OSHA’s former limit for the insoluble compounds of uranium was based on several early studies of uranium’s toxic effects in animals; these effects included kidney damage and blood changes (Voegtlin and Hodge 1953, as cited in ACGIH 1986/Ex. 1-3, p. 617). In the intervening years, a considerable body of evidence has accumulated based on the actual occupational exposures of uranium plant workers over periods as long as 25 years. This evidence shows that, before 1950, workers were often exposed to uranium levels between 0.2 and 1.5 mg/m3, but that after 1950, only about 6 percent were exposed at 0.05 mg/m3 or above; despite these relatively high early exposures, the incidence of all diseases, whether or not linked to radiation exposure, has been no higher than is the case for workers in the general population (ACGIH 1986/Ex. 1-3, p. 617). However, there is also evidence that several workers were exposed to brief excursions during which exposure levels reached a concentration as much as five times the TLV (Wing, Heatherton, and Quigley 1963, as cited in ACGIH 1986/Ex. 1-3, p. 617).

NIOSH (Ex. 8-47, Table N6A) indicated that uranium compounds may present a carcinogenic hazard, but concurred with the proposed limits. OSHA has reviewed the scientific evidence on insoluble uranium compounds and notes the results of a five-year inhalation toxicity study of natural uranium dioxide (UO2), which involved monkeys, dogs, and rats (Leach, Hodge, Wilson et al. 1970, as cited by H.E. Stokinger in Patty’s Industrial Hygiene and Toxicology, 3rd rev. ed., Vol. 2A, p. 2002, Clayton and Clayton 1981). This study found that the two major sites of uranium accumulation, the lungs and tracheobronchial lymph nodes, accounted for over 90 percent of the uranium found in the body. Fibrotic changes suggestive of radiation injury were seen occasionally in the tracheobronchial lymph nodes of both dogs and monkeys, as well as in the lungs of monkeys after exposure periods longer than three years. The lung and lymph node data obtained in this study show that the animal body can accumulate sufficient uranium, from prolonged exposures to insoluble uranium dust at 5 mg/m3, to create potential radiological hazards. The lung and tracheobronchial lymph node radiation values were high enough, “in fact, to anticipate radiation hazards in these tissues from exposures at or lower than the occupational TLV (200 ug U/m3) recommended by the ACGIH…” (Patty’s Industrial Hygiene and Toxicology, 3rd rev. ed., Vol. 2A, pp. 2002-2003, Clayton and Clayton 1981).

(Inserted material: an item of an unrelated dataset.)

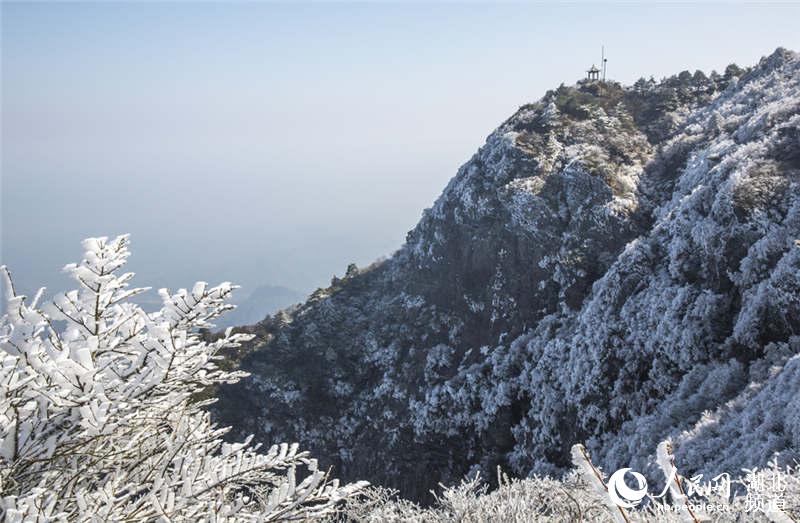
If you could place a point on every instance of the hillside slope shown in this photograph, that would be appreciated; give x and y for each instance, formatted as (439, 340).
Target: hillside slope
(616, 265)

Laurence Hecker, representing Abbott Laboratories (Ex. 3-678), commented that there was no health basis for the proposed STEL for uranium. OSHA believes that the findings from the study discussed above illustrate the importance of maintaining employee TWA exposures at or below the 0.2-mg/m3 PEL. Therefore, in accordance with the policy described in Section VI.C.17, OSHA is establishing a STEL for insoluble uranium compounds to ensure that adequate process control is achieved to maintain exposures at or below the TWA PEL.

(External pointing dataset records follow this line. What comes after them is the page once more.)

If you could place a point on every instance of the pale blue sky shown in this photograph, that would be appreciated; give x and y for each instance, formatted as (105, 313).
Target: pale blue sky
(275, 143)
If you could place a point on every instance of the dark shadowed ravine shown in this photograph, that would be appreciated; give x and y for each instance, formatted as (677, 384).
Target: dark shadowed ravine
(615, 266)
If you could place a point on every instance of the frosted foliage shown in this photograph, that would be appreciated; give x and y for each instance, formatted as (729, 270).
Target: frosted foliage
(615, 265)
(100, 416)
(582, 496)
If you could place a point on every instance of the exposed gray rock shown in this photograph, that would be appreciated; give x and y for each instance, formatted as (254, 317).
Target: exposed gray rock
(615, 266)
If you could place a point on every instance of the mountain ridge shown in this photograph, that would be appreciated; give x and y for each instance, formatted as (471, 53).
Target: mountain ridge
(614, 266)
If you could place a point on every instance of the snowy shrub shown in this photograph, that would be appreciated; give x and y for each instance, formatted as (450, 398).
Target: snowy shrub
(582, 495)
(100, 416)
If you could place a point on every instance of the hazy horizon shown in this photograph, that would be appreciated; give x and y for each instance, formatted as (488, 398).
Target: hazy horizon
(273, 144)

In the final rule, OSHA is establishing an 8-hour TWA PEL of0.2 mg/m3 and a STEL of 0.6 mg/m3 for the insoluble forms of uranium. The Agency concludes that these limits are required to protect workers exposed to uranium from the significant risks of kidney or blood disorders and radiological damage potentially associated with both full-shift and excursion exposures to these compounds. The Agency considers these adverse effects material impairments of health. OSHA finds that these limits will substantially reduce these risks.